15. Jan Cossiers

Antwerp 1600 – 1671 Antwerp

Portrait of Jan François Cossiers, 1658

This sixteen year-old was the eldest son of the painter Jan Cossiers and his second wife Maria van der Willigen, whom he married on 26 July 1640.1 Jan François Cossiers (1642/1643-1680) would later become secretary to the Bishop of Ypres (West Flanders), but we know little more about his life.2 In this drawing he still has a naive youthfulness, although at the same time he looks quite self-assured. Cossiers drew this portrait of his dear son in 1658, just as he would of four of his other boys.3 All five sheets are numbered, in a similar way to the 31 written here upper left.4 We can only guess at the meaning of this numbering. Marijn Schapelhouman suggested that the drawings of Cossiers’s sons were part of a larger group of head studies, possibly a series expressing different emotions,5 which would have included the drawing of a boy that is now in Los Angeles.6

The notion that the group of signed heads by Jan Cossiers may have been larger is reinforced by the provenances of the different sheets. The five drawings that were successively in the collections of Viscount Palmerston (1739-1802), Sir John Charles Robinson (1824-1913) and later Charles Fairfax Murray (1849-1919) cannot be the above-mentioned five sheets of Cossiers’s sons.7 We know, for example, that the drawings of Gerard and Jacobus were in the collection of Gilbert Paignon-Dijonval (1708-1792) and were both listed in his inventory drawn up in 1810.8 And the sheet on which Cornelis is portrayed also seems to have a different provenance.9

The complexity of the group of drawn heads of children and what their function was is increased by the portrait of Jan François Cossiers in the collection of the musée du Louvre; an almost identical version of the drawing discussed here.10 When Frits Lugt catalogued this sheet in the late 1940’s, he was convinced that both drawings were by Cossiers.11 He did, though, think that his own example was ‘a little more vigorous’.12 He was probably alluding to the looser and more relaxed impression his drawing gives, compared to the stiffer and heavier application of the black and red chalk in the other version. The drawing of Jacobus Cossiers in the British Museum is likewise not as fluently executed, and the dense hatching of the background is similar to the drawing of Jan François in the Louvre. It is quite conceivable that the portraits of Cossiers’s sons were produced in a limited edition. As is so often the case with family portraits, repeats were made for other family members or for the sitters themselves.

MvS

1He married his first wife Jeanne Darragon (d. 1639) in 1630.

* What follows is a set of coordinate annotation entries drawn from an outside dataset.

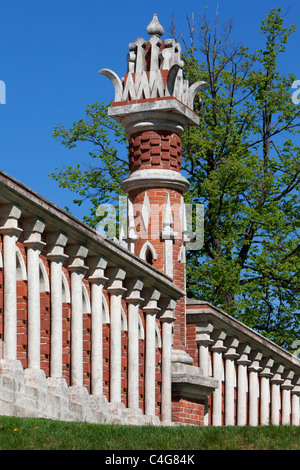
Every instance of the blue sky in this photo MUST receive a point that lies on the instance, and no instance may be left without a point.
(50, 53)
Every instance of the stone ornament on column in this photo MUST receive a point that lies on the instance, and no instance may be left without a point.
(9, 216)
(151, 309)
(167, 319)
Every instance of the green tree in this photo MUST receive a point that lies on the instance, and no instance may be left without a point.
(243, 166)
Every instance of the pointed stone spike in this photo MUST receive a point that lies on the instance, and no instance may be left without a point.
(155, 28)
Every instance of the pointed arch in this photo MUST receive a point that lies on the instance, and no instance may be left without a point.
(157, 337)
(86, 304)
(21, 271)
(148, 252)
(124, 325)
(141, 328)
(105, 310)
(44, 279)
(66, 297)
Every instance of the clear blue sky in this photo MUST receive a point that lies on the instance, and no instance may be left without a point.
(51, 51)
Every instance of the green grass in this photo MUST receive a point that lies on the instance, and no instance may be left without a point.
(43, 434)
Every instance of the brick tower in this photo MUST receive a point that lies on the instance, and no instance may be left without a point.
(154, 103)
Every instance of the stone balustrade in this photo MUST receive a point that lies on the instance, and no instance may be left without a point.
(259, 382)
(109, 288)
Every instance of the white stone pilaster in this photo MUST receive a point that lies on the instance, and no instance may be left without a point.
(254, 369)
(150, 309)
(230, 357)
(116, 290)
(265, 396)
(33, 228)
(56, 243)
(96, 264)
(286, 388)
(218, 349)
(133, 300)
(77, 254)
(296, 403)
(166, 318)
(204, 341)
(242, 384)
(9, 215)
(276, 382)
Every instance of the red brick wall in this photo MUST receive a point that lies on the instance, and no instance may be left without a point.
(155, 149)
(45, 303)
(188, 411)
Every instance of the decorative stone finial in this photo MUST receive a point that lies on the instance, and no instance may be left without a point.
(155, 28)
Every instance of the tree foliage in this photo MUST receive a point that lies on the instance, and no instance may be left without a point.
(243, 165)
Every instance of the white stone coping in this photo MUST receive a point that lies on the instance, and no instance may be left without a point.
(198, 311)
(189, 382)
(164, 110)
(156, 178)
(57, 219)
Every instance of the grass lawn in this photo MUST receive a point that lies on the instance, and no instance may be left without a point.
(44, 434)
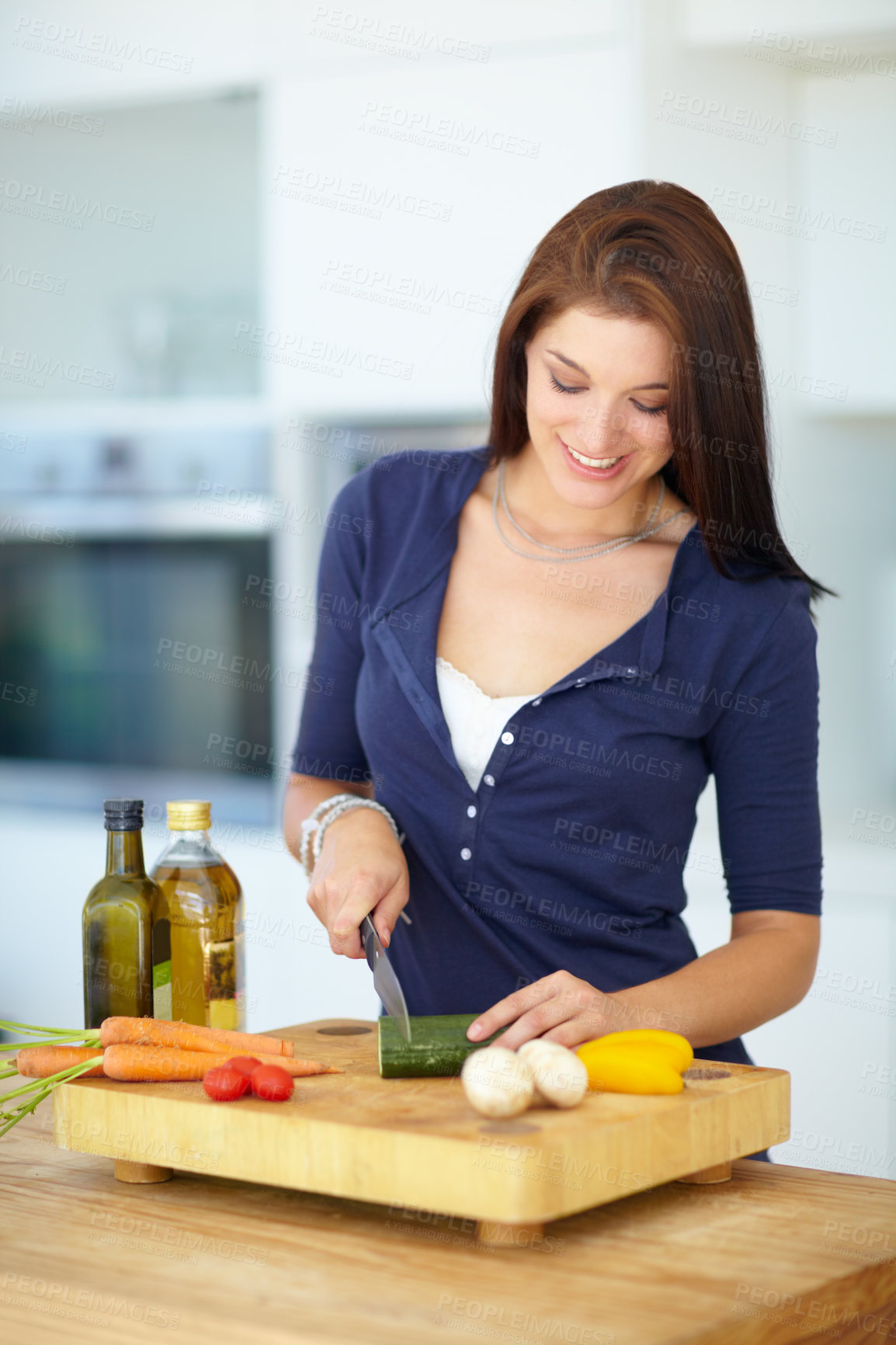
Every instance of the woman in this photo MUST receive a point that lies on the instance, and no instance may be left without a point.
(536, 652)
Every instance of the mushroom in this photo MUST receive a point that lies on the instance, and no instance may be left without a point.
(497, 1082)
(558, 1075)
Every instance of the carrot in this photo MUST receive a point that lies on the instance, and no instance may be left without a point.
(186, 1036)
(43, 1062)
(146, 1064)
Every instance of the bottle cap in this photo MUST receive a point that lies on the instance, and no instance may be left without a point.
(123, 814)
(189, 815)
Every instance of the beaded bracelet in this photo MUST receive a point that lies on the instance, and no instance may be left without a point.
(311, 823)
(345, 806)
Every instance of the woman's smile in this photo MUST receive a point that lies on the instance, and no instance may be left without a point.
(595, 468)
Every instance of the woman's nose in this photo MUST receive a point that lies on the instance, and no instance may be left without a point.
(599, 428)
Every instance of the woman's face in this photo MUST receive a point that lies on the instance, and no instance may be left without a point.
(596, 405)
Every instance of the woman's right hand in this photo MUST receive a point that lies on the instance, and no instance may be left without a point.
(362, 871)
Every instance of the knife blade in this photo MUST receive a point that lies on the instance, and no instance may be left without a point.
(385, 981)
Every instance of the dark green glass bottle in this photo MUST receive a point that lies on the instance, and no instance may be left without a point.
(117, 923)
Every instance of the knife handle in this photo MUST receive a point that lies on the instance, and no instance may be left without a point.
(367, 942)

2Théodore Van Lerius, Catalogue du musée d’Anvers, 1874.

3Jacobus Cossiers, British Museum, London, inv. no. Oo,10.179, black and red chalk, touched with yellow and with brown and grey wash, 270 × 201 mm; Cornelis Cossiers, Rijksmuseum, Amsterdam, inv. no. RP-T-2008-103, black, red and yellow chalk, pen and brown ink, 267 × 185 mm; Guilliellemus Cossiers, The Morgan Library & Museum, New York, inv. no. I, 248, black and red chalk, white chalk, with pen and brown ink, 268 × 183 mm (not dated); Geeraert Cossiers, whereabouts unknown (with Richard Day Ltd in 1987), black chalk, red chalk, pen and brown ink, 267 × 187 mm. The couple had more children, including at least one other boy, Pierre-Antoine.

4Jacobus, no. 25, Geeraert, no. 27, Guillielemus, no. 21 and Cornelis, no. 32.

5Schapelhouman 2009, p. 109.

6Nicholas Turner, European Drawings 4. Catalogue of the Collections, Los Angeles 2001, no. 43. However, the way in which this number was written differs from those in the aforementioned sheets.

7Felice Stampfle, Netherlandish Drawings of the Fifteenth and Sixteenth Centuries and Flemish Drawings of the Seventeenth and Eighteenth Centuries in the Pierpont Morgan Library, New York and Princeton, 1991, no. 264.

9The inscription P N° 84 is missing on the verso, by contrast to the drawings in the Fondation Custodia and in The Morgan Library & Museum.

10Jean François Cossiers, musée du Louvre, Paris, inv. no. 21.918, red and black chalk, pen and brown ink, brown wash, 310 × 201 mm.

11Frits Lugt, Inventaire général des dessins des écoles du Nord, école flamande, Paris (Musée du Louvre) 1949, vol. I, no. 544.

12Ibidem, p. 46: ‘un peu plus vigoureux’.